Dear LAMMPS users and developers,
I ran into a cuda driver error when trying to run lammps on a gpu compute node with four NVIDIA A100. Specifically, the error message is (test with command mpirun -np 32 /home/sijiachen/software/lammps-29Sep2021/build/lmp_beagle3_a100 -sf gpu -pk gpu 1 -in in.chain, in.chain is the one in lammps bench folder):
IPL WARN> IPL_init_numa_nodes: can not define numa node num
LAMMPS (29 Sep 2021 - Update 3)
OMP_NUM_THREADS environment is not set. Defaulting to 1 thread. (src/comm.cpp:98)
using 1 OpenMP thread(s) per MPI task
Cuda driver error 100 in call at file ‘/home/sijiachen/software/lammps-29Sep2021/lib/gpu/geryon/nvd_device.h’ in line 323.

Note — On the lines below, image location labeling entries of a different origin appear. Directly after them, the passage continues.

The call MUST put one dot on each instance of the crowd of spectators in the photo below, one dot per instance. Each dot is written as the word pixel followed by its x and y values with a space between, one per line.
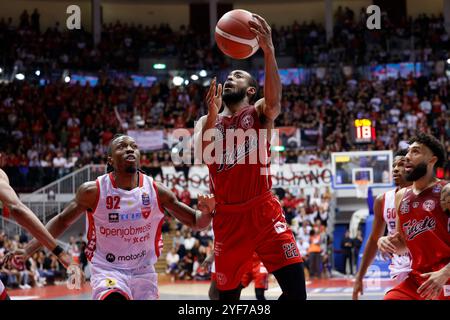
pixel 47 131
pixel 24 44
pixel 40 269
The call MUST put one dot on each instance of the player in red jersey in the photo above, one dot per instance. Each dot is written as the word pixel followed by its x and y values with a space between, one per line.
pixel 248 217
pixel 26 218
pixel 385 216
pixel 423 224
pixel 256 272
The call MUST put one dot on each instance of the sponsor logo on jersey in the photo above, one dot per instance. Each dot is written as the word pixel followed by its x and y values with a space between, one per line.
pixel 110 257
pixel 132 256
pixel 247 122
pixel 413 227
pixel 437 189
pixel 221 278
pixel 447 291
pixel 123 232
pixel 280 227
pixel 110 283
pixel 113 217
pixel 146 212
pixel 429 205
pixel 145 199
pixel 290 250
pixel 404 207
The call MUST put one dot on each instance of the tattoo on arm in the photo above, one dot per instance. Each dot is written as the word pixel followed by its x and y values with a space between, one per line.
pixel 445 199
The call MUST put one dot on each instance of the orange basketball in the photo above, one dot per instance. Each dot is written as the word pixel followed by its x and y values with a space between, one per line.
pixel 233 35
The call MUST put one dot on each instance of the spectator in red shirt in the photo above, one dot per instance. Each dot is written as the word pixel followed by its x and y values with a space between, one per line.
pixel 186 197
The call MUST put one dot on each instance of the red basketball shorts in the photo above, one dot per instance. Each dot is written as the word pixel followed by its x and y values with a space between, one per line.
pixel 255 226
pixel 407 289
pixel 259 275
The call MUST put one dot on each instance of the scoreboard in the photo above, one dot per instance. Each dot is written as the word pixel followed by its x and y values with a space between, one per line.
pixel 363 131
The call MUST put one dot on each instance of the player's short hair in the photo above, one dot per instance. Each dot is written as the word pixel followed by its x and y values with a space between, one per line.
pixel 433 144
pixel 253 83
pixel 401 153
pixel 110 168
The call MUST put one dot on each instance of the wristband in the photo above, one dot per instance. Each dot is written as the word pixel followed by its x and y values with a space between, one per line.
pixel 57 251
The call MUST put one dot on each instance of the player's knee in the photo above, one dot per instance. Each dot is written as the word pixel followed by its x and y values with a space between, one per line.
pixel 114 295
pixel 259 292
pixel 230 295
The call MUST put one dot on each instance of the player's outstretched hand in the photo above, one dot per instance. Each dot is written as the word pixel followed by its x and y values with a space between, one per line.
pixel 17 256
pixel 432 288
pixel 214 99
pixel 263 32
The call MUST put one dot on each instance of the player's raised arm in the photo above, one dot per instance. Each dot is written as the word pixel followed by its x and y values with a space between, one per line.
pixel 270 105
pixel 445 199
pixel 398 237
pixel 394 243
pixel 195 219
pixel 371 248
pixel 85 199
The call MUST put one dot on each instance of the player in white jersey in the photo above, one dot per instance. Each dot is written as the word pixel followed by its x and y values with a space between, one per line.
pixel 125 211
pixel 384 215
pixel 26 218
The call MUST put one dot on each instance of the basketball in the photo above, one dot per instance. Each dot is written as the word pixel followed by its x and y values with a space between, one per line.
pixel 233 35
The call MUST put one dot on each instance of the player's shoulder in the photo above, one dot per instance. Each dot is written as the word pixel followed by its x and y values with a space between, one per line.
pixel 4 176
pixel 381 197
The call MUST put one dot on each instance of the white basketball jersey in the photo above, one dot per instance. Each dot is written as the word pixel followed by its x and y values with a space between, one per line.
pixel 124 230
pixel 400 265
pixel 389 214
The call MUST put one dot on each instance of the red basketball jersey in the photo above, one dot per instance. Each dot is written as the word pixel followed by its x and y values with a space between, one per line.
pixel 241 170
pixel 426 228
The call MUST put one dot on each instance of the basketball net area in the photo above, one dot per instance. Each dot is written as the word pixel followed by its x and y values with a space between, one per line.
pixel 362 178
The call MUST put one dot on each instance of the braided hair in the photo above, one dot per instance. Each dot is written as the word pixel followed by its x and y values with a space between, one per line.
pixel 109 167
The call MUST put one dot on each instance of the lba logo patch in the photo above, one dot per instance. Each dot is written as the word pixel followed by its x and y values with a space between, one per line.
pixel 247 122
pixel 110 283
pixel 428 205
pixel 437 189
pixel 280 227
pixel 145 199
pixel 113 217
pixel 146 212
pixel 404 208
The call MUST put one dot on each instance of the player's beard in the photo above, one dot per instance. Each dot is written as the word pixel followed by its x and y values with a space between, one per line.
pixel 131 169
pixel 230 98
pixel 418 172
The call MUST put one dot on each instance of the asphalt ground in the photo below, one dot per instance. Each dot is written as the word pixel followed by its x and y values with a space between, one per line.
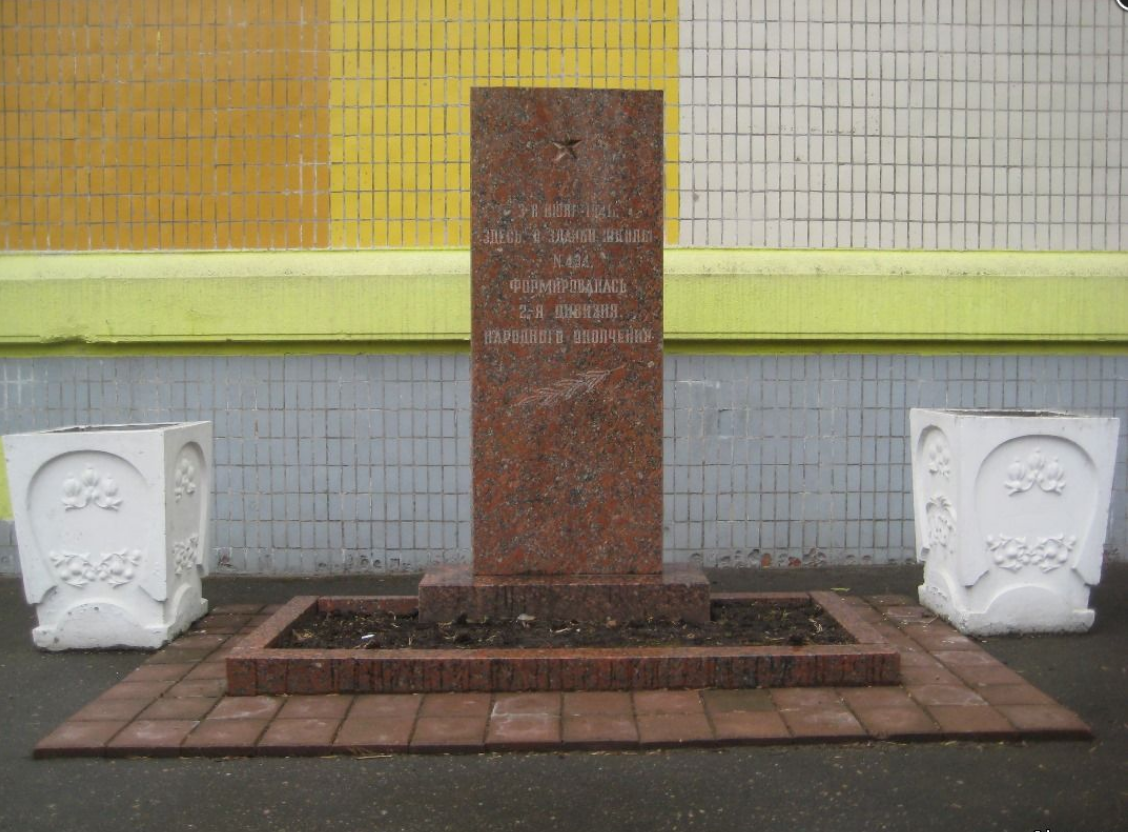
pixel 1057 786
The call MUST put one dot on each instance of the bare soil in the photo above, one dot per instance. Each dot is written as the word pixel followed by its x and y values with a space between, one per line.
pixel 734 624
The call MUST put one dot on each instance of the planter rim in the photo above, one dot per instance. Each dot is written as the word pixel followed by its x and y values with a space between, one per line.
pixel 130 427
pixel 1001 413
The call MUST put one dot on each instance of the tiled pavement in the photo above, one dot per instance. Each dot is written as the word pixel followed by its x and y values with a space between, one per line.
pixel 174 705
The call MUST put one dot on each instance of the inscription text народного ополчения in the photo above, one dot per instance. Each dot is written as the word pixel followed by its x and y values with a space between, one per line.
pixel 543 300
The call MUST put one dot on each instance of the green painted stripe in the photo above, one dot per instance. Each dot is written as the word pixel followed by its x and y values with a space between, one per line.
pixel 5 497
pixel 730 300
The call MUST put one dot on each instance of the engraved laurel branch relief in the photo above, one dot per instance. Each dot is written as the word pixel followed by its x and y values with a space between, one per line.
pixel 567 389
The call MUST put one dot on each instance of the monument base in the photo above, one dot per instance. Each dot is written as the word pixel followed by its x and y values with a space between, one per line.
pixel 679 592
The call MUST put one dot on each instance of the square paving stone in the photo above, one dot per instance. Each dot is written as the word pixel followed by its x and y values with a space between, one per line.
pixel 246 708
pixel 605 702
pixel 669 701
pixel 456 705
pixel 898 723
pixel 822 723
pixel 972 722
pixel 442 733
pixel 375 734
pixel 206 670
pixel 600 732
pixel 944 695
pixel 750 726
pixel 687 728
pixel 150 737
pixel 1046 722
pixel 722 701
pixel 315 707
pixel 225 737
pixel 299 736
pixel 523 732
pixel 188 708
pixel 401 706
pixel 213 688
pixel 76 738
pixel 526 704
pixel 1013 695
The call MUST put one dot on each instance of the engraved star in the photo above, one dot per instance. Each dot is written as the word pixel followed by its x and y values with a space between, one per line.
pixel 565 147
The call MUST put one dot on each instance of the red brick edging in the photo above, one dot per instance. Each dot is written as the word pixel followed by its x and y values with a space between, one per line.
pixel 175 705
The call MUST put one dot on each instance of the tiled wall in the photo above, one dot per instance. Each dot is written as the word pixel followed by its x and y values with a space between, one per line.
pixel 172 124
pixel 361 463
pixel 981 124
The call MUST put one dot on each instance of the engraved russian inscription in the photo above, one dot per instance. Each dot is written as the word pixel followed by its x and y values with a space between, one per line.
pixel 566 364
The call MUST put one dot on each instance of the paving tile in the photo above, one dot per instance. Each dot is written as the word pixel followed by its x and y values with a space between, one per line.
pixel 824 723
pixel 972 722
pixel 442 733
pixel 315 707
pixel 944 695
pixel 600 732
pixel 898 723
pixel 298 736
pixel 750 726
pixel 159 672
pixel 185 708
pixel 138 690
pixel 376 734
pixel 668 701
pixel 206 670
pixel 246 708
pixel 523 732
pixel 213 688
pixel 1046 722
pixel 372 706
pixel 112 709
pixel 965 658
pixel 685 728
pixel 175 655
pixel 886 697
pixel 456 705
pixel 527 704
pixel 787 698
pixel 723 701
pixel 223 737
pixel 928 675
pixel 150 737
pixel 605 702
pixel 1013 695
pixel 77 738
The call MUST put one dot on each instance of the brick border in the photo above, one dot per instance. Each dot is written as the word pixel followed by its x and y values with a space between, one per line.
pixel 256 667
pixel 175 705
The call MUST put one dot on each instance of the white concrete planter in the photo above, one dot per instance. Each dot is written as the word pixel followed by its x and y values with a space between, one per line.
pixel 112 528
pixel 1011 509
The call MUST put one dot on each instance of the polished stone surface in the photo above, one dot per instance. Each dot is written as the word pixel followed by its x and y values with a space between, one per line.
pixel 566 356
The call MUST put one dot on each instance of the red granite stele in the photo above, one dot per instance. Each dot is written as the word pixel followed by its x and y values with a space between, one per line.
pixel 566 394
pixel 257 667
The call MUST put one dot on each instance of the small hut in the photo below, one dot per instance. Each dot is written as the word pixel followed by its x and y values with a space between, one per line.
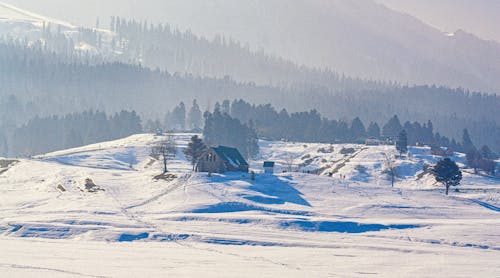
pixel 269 167
pixel 222 159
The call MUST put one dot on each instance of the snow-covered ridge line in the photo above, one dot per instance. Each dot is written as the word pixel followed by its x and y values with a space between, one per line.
pixel 109 192
pixel 23 15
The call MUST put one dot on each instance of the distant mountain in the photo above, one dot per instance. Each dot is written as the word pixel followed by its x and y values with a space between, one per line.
pixel 356 37
pixel 479 17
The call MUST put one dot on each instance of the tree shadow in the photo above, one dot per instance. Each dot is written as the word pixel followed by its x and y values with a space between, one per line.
pixel 276 191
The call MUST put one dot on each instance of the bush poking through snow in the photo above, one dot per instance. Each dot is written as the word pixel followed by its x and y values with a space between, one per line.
pixel 166 177
pixel 346 151
pixel 91 187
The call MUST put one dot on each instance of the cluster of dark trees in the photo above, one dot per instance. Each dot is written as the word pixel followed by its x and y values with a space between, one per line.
pixel 311 126
pixel 447 172
pixel 46 84
pixel 42 135
pixel 221 129
pixel 482 159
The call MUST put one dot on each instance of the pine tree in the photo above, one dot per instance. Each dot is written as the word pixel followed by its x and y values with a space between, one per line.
pixel 392 128
pixel 195 116
pixel 447 172
pixel 195 150
pixel 358 131
pixel 373 130
pixel 402 142
pixel 467 144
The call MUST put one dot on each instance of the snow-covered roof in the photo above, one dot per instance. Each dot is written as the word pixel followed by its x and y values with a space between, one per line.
pixel 231 155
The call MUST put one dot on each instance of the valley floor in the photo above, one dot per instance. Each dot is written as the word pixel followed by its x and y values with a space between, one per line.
pixel 97 211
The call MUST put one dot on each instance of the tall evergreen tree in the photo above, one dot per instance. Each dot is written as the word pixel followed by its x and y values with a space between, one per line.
pixel 402 142
pixel 179 117
pixel 358 131
pixel 195 116
pixel 392 128
pixel 373 130
pixel 467 144
pixel 195 149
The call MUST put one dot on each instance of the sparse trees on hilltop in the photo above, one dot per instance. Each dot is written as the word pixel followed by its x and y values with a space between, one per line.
pixel 195 149
pixel 448 173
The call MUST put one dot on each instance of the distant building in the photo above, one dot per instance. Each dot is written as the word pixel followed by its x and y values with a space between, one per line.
pixel 269 167
pixel 442 151
pixel 159 132
pixel 372 142
pixel 222 159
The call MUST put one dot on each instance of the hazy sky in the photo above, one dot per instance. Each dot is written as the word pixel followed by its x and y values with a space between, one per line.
pixel 480 17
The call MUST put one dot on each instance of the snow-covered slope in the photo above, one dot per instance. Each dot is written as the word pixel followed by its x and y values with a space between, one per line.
pixel 104 202
pixel 16 23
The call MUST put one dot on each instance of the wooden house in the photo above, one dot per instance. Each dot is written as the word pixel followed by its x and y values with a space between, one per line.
pixel 222 159
pixel 269 167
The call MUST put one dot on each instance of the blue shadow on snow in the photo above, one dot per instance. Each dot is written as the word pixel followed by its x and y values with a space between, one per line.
pixel 278 191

Abort(-1) on node 0 (rank 0 in comm 0): application called MPI_Abort(MPI_COMM_WORLD, -1) - process 0
My lammps version is 29Sep2021, and I built lammps using cmake/3.19, intelmpi/2021.5, gcc/10.2.0 and cuda/11.5, with following command:
cmake -D LAMMPS_MACHINE=beagle3_a100 -D FFT=FFTW3 -D FFT_SINGLE=no -D FFT_PACK=array -D FFTW3_INCLUDE_DIR=/software/fftw3-3.3.9-el8-x86_64/include -D FFTW3_LIBRARY=/software/fftw3-3.3.9-el8-x86_64/lib/libfftw3.so -D LAMMPS_SIZES=smallbig -D LAMMPS_MEMALIGN=64 -D PKG_GPU=yes -D GPU_API=cuda -D GPU_PREC=mixed -D GPU_ARCH=sm_80 -D PKG_OPENMP=yes -D PKG_PLUMED=yes -D PLUMED_MODE=shared -D PKG_DRUDE=yes -D PKG_MOLECULE=yes -D PKG_KSPACE=yes -D PKG_FEP=yes -D PKG_CLASS2=yes -D PKG_RIGID=yes -D PKG_CORESHELL=yes …/cmake
I ran the nvc_get_devices on the compute node and got following results (I am showing only Device 0, but it found all four identical cards).
Found 1 platform(s).
CUDA Driver Version: 11.50
Device 0: “NVIDIA A100-PCIE-40GB”
Type of device: GPU
Compute capability: 8
Double precision support: Yes
Total amount of global memory: 39.5861 GB
Number of compute units/multiprocessors: 108
Number of cores: 20736
Total amount of constant memory: 65536 bytes
Total amount of local/shared memory per block: 49152 bytes
Total number of registers available per block: 65536
Warp size: 32
Maximum number of threads per block: 1024
Maximum group size (# of threads per block) 1024 x 1024 x 64
Maximum item sizes (# threads for each dim) 2147483647 x 65535 x 65535
Maximum memory pitch: 2147483647 bytes
Texture alignment: 512 bytes
Clock rate: 1.41 GHz
Run time limit on kernels: No
Integrated: No
Support host page-locked memory mapping: Yes
Compute mode: Default
Concurrent kernel execution: Yes
Device has ECC support enabled: Yes
I am not sure if the information is enough. Please let me know if any other information needed to better figure out the problem. Any help would be appreciated!
Thanks,
Sijia